Virus is contagious between horses, but does not affect humans
RALEIGH – The neurologic form of equine herpesvirus, EHV-1, has been confirmed in a North Carolina horse. The horse, from a Rockingham County stable, was taken to the College of Veterinary Medicine at N.C. State University upon becoming ill, and directly quarantined to the equine isolation unit of the hospital.
“We have been fortunate that we’ve not seen this particular form of this common virus in North Carolina to date, even though it has been increasing in frequency throughout the country for almost a decade now,” said State Veterinarian David Marshall. “We are working with the College of Veterinary Medicine and with the stable to implement biosecurity measures and minimize the risk of further spread.”
EHV-1 is highly contagious among horses, but poses no threat to humans. It most often causes respiratory infections in young horses, but different strains can also pose neurologic problems, which the affected N.C. horse exhibited. The virus also can cause abortion in pregnant horses or neonatal death. Vaccines are available that protect horses from most forms of EHV-1, but not from the strains that cause neurologic problems.
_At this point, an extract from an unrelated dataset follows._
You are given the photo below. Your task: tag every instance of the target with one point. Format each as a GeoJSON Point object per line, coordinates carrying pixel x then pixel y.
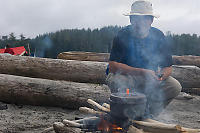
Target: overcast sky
{"type": "Point", "coordinates": [34, 17]}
Biosecurity measures to protect horses include quarantining facilities that are suspected to house EHV-1-exposed horses. Water and feed buckets should be disinfected and not shared. Stalls and trailers should also be cleaned and disinfected regularly to prevent the spread of disease. New additions or those returning from shows and exhibitions should be isolated for 3 weeks prior to comingling with other horses upon returning home. Horse owners should also talk with their veterinarian to determine a vaccine schedule.
More information about EPV-1 and how to prevent the virus can be found at www.ncagr.gov/vet/Disease Alerts.htm. Questions regarding College of Veterinary Medicine protocols may be referred to David Green at 919-513-6662.
There are no horse events scheduled this weekend at facilities owned by the N.C. Department of Agriculture and Consumer Services in Raleigh, Williamston and Fletcher.